Russland hat nach eigenen Angaben im Juli die USA veranlasst, ukrainische Pläne für einen Anschlag auf Präsident Wladimir Putin zu stoppen. Vizeaußenminister Sergej Rjabkow sagte am Montag im staatlichen Fernsehsender Rossija 1, Verteidigungsminister Andrej Belo­usow habe am 12. Juli seinen US-Kollegen Lloyd Austin angerufen. Dabei habe er mitgeteilt, dass Russland von solchen ukrainischen Vorbereitungen Wind bekommen habe, und ihm »in harscher Form« klargemacht, dass Washington seinen Einfluss auf Kiew nutzen solle, dies zu verhindern. Das Attentat auf Putin und Belousow sei für den Tag der russischen Marine am 28. Juli geplant gewesen, als beide Politiker in St. Petersburg eine Flottenparade abnahmen.

Einige Indizien bestätigen, dass an der Sache etwas mehr dran sein kann als pure Spekulation.

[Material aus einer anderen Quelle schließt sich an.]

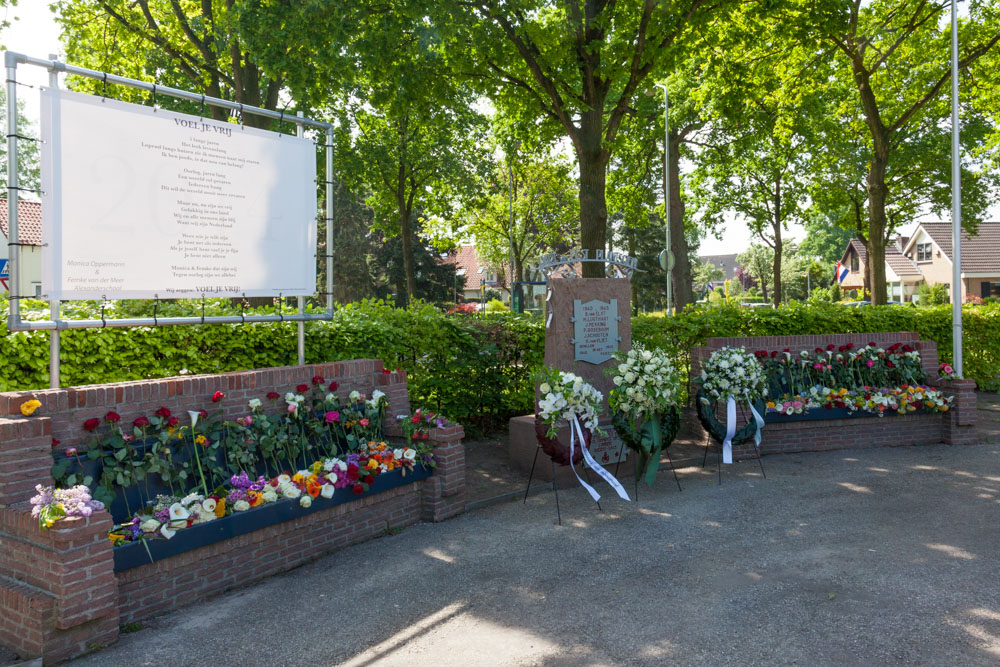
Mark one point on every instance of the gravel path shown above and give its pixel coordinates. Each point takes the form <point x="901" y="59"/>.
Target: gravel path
<point x="850" y="557"/>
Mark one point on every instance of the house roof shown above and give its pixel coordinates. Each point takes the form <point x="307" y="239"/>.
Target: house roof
<point x="29" y="221"/>
<point x="980" y="253"/>
<point x="727" y="263"/>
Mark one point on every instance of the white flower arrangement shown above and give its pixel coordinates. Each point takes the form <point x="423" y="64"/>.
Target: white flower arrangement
<point x="733" y="372"/>
<point x="646" y="382"/>
<point x="565" y="395"/>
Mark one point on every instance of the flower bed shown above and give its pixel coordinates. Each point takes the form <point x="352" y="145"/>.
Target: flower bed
<point x="67" y="587"/>
<point x="818" y="386"/>
<point x="160" y="477"/>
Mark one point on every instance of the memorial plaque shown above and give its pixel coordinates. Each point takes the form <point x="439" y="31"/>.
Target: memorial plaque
<point x="595" y="330"/>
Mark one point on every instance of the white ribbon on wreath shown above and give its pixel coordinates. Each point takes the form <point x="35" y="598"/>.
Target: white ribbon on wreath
<point x="727" y="444"/>
<point x="575" y="430"/>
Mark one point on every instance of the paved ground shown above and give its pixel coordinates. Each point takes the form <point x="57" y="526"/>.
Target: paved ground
<point x="866" y="557"/>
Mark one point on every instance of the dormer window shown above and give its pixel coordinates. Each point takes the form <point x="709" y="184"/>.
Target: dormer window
<point x="924" y="252"/>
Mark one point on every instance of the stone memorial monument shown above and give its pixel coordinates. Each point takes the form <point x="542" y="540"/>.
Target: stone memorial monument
<point x="586" y="321"/>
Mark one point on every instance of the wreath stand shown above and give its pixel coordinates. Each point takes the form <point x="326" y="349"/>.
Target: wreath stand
<point x="555" y="450"/>
<point x="716" y="430"/>
<point x="669" y="422"/>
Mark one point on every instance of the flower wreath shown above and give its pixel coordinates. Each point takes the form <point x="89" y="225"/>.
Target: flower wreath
<point x="731" y="375"/>
<point x="565" y="396"/>
<point x="647" y="386"/>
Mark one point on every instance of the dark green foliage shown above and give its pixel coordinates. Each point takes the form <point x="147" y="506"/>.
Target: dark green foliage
<point x="473" y="369"/>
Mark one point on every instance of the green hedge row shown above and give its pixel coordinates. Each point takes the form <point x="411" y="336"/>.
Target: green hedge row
<point x="475" y="369"/>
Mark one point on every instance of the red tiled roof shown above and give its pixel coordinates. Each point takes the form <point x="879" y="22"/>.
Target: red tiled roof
<point x="29" y="221"/>
<point x="980" y="253"/>
<point x="900" y="264"/>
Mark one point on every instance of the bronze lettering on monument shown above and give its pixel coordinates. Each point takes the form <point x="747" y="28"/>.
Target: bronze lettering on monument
<point x="595" y="330"/>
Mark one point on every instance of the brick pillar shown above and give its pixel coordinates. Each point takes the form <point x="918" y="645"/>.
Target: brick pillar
<point x="444" y="493"/>
<point x="58" y="595"/>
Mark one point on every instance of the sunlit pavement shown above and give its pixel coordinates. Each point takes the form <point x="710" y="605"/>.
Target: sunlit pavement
<point x="867" y="556"/>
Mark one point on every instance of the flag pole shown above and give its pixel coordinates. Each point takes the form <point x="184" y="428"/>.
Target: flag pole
<point x="956" y="203"/>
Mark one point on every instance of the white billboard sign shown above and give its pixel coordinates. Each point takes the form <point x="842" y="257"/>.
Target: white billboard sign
<point x="140" y="203"/>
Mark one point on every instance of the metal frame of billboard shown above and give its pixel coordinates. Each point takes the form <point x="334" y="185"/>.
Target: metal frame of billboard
<point x="55" y="324"/>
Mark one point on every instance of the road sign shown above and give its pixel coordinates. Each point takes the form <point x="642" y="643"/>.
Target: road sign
<point x="667" y="260"/>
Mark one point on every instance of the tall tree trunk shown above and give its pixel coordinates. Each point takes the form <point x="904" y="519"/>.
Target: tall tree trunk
<point x="407" y="237"/>
<point x="683" y="294"/>
<point x="593" y="176"/>
<point x="778" y="246"/>
<point x="877" y="193"/>
<point x="776" y="267"/>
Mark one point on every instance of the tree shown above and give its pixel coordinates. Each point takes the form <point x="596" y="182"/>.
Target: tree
<point x="577" y="66"/>
<point x="705" y="273"/>
<point x="758" y="260"/>
<point x="893" y="53"/>
<point x="545" y="211"/>
<point x="436" y="280"/>
<point x="415" y="141"/>
<point x="201" y="46"/>
<point x="825" y="238"/>
<point x="28" y="165"/>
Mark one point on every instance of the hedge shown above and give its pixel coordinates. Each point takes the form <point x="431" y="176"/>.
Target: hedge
<point x="475" y="369"/>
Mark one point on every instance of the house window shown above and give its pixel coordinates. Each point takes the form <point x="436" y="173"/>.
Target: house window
<point x="924" y="252"/>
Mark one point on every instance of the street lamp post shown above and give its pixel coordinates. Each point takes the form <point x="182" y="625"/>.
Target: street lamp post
<point x="667" y="259"/>
<point x="510" y="173"/>
<point x="956" y="204"/>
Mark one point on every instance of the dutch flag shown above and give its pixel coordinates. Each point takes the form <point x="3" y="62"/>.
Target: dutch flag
<point x="842" y="272"/>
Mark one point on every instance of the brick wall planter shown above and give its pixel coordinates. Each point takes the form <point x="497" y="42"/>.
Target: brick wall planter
<point x="135" y="554"/>
<point x="66" y="589"/>
<point x="820" y="430"/>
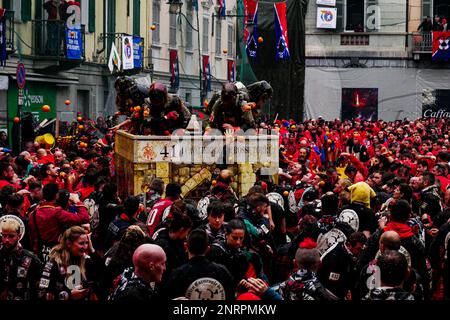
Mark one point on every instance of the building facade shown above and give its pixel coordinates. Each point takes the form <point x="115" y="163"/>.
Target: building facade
<point x="369" y="54"/>
<point x="37" y="36"/>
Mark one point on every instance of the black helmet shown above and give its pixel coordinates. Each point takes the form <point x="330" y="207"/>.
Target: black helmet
<point x="229" y="92"/>
<point x="259" y="89"/>
<point x="158" y="93"/>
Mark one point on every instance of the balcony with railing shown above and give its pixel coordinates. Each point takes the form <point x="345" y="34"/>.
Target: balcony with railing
<point x="109" y="38"/>
<point x="9" y="33"/>
<point x="422" y="42"/>
<point x="50" y="45"/>
<point x="356" y="44"/>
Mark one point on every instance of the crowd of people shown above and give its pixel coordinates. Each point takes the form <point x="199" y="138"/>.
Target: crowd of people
<point x="360" y="210"/>
<point x="428" y="25"/>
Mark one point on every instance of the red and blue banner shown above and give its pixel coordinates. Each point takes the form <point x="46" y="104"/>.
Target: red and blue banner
<point x="441" y="46"/>
<point x="74" y="43"/>
<point x="251" y="30"/>
<point x="282" y="42"/>
<point x="222" y="8"/>
<point x="174" y="70"/>
<point x="3" y="53"/>
<point x="231" y="77"/>
<point x="206" y="74"/>
<point x="138" y="56"/>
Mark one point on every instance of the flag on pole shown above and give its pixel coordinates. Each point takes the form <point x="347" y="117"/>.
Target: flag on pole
<point x="206" y="74"/>
<point x="174" y="70"/>
<point x="251" y="30"/>
<point x="231" y="77"/>
<point x="222" y="8"/>
<point x="441" y="45"/>
<point x="114" y="59"/>
<point x="3" y="53"/>
<point x="281" y="36"/>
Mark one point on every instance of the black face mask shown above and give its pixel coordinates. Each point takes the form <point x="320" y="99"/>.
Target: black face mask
<point x="157" y="97"/>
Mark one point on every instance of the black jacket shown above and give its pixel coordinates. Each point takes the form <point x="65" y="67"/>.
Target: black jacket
<point x="413" y="245"/>
<point x="336" y="272"/>
<point x="201" y="279"/>
<point x="367" y="219"/>
<point x="132" y="288"/>
<point x="234" y="260"/>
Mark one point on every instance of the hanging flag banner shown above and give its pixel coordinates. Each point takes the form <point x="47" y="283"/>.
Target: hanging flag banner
<point x="326" y="18"/>
<point x="174" y="70"/>
<point x="206" y="74"/>
<point x="138" y="45"/>
<point x="327" y="2"/>
<point x="251" y="24"/>
<point x="441" y="46"/>
<point x="222" y="8"/>
<point x="281" y="31"/>
<point x="74" y="43"/>
<point x="127" y="52"/>
<point x="231" y="77"/>
<point x="114" y="59"/>
<point x="3" y="54"/>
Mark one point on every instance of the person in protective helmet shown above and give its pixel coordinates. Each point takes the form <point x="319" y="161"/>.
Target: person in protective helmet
<point x="230" y="112"/>
<point x="166" y="112"/>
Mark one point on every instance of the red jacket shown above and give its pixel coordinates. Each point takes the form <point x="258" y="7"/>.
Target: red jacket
<point x="52" y="221"/>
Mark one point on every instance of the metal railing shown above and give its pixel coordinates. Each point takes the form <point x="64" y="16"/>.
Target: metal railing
<point x="422" y="41"/>
<point x="49" y="39"/>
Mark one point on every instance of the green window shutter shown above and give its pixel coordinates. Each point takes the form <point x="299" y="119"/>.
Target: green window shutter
<point x="26" y="10"/>
<point x="137" y="17"/>
<point x="91" y="16"/>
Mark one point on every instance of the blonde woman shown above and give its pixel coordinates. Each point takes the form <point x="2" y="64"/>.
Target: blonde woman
<point x="68" y="274"/>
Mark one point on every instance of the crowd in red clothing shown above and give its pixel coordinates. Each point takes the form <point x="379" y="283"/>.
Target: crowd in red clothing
<point x="380" y="186"/>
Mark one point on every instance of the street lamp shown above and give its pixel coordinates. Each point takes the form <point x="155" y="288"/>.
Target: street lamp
<point x="175" y="8"/>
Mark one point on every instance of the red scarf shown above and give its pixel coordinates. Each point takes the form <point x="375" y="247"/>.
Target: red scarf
<point x="403" y="230"/>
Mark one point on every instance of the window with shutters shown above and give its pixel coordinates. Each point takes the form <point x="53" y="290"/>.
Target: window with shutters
<point x="190" y="18"/>
<point x="137" y="17"/>
<point x="26" y="10"/>
<point x="230" y="40"/>
<point x="156" y="12"/>
<point x="427" y="8"/>
<point x="205" y="44"/>
<point x="91" y="27"/>
<point x="218" y="34"/>
<point x="172" y="30"/>
<point x="354" y="15"/>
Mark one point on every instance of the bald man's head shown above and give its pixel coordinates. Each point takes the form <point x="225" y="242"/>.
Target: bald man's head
<point x="149" y="262"/>
<point x="390" y="240"/>
<point x="225" y="176"/>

Zum einen sagte der Chef des ukrainischen Militärgeheimdienstes GUR, Kirilo Budanow, am 13. Juli – also einen Tag nach dem mutmaßlichen Gespräch der beiden Verteidigungsminister – im ukrainischen Fernsehen, sein Dienst habe Pläne für eine Beseitigung Putins entwickelt und tue dies weiter, aber alle bisherigen Versuche seien fehlgeschlagen. Man arbeite weiter daran. Zum anderen berichtete am 26. Juli die New York Times über die Tatsache des Gesprächs zwischen Belousow und Austin sowie den allgemeinen Inhalt der Unterhaltung. Natürlich bestritten alle von der NYT unter dem Siegel der Anonymität interviewten US-Beamten, dass die USA von solchen Plänen gewusst hätten, geschweige denn hätten sie sie gebilligt.

Auffällig ist an dieser Stelle aber das Timing des Artikels der Times, nämlich zwei Tage vor dem angeblich geplanten Anschlag. Da solche Informationen selten ohne die Beteiligung offizieller Hinweisgeber veröffentlicht werden, bedeutete das Datum der Veröffentlichung faktisch das Signal von seiten der USA an die Ukraine: Wir wissen Bescheid und distanzieren uns. Wenn ihr was macht, tut ihr es auf eigene Gefahr.

Budanows GUR ist von den ukrainischen Geheimdiensten derjenige, der sich »die Hände schmutzig macht«. Er ist weniger für die Informationsgewinnung zuständig, als dass er Angriffe und Anschläge im russischen Hinterland organisiert, am spektakulärsten bisher der Versuch im Oktober 2023, die Krimbrücke durch einen explodierenden Lkw zu zerstören. Wenige Tage später begann Russland seine systematischen Angriffe auf ukrainische Kraftwerke.

Dass Russland die Sache jetzt öffentlich gemacht hat, signalisiert der Ukraine, dass Moskau und Washington nach wie vor in dringenden Fällen im Gespräch sein können. Und dass Russland es vorzieht, seine Probleme mit der Führungsmacht Kiews zu lösen – in Gesprächen sozusagen mit dem Koch statt mit dem Kellner. Dass wiederum in den USA die Angelegenheit kurz vor dem geplanten Datum des Anschlags veröffentlicht worden ist, macht deutlich, dass auch in den USA ein gewisses Interesse an Gesprächsfäden zu Russland vorhanden ist. Gleichzeitig zeigt es, dass auch manchen in Washington das Risiko einer unkontrollierten Eskalation bewusst ist – ein Risiko, das die Ukraine, der es um ihre politische Existenz geht, bewusst eingeht. Kiew hat nichts zu verlieren.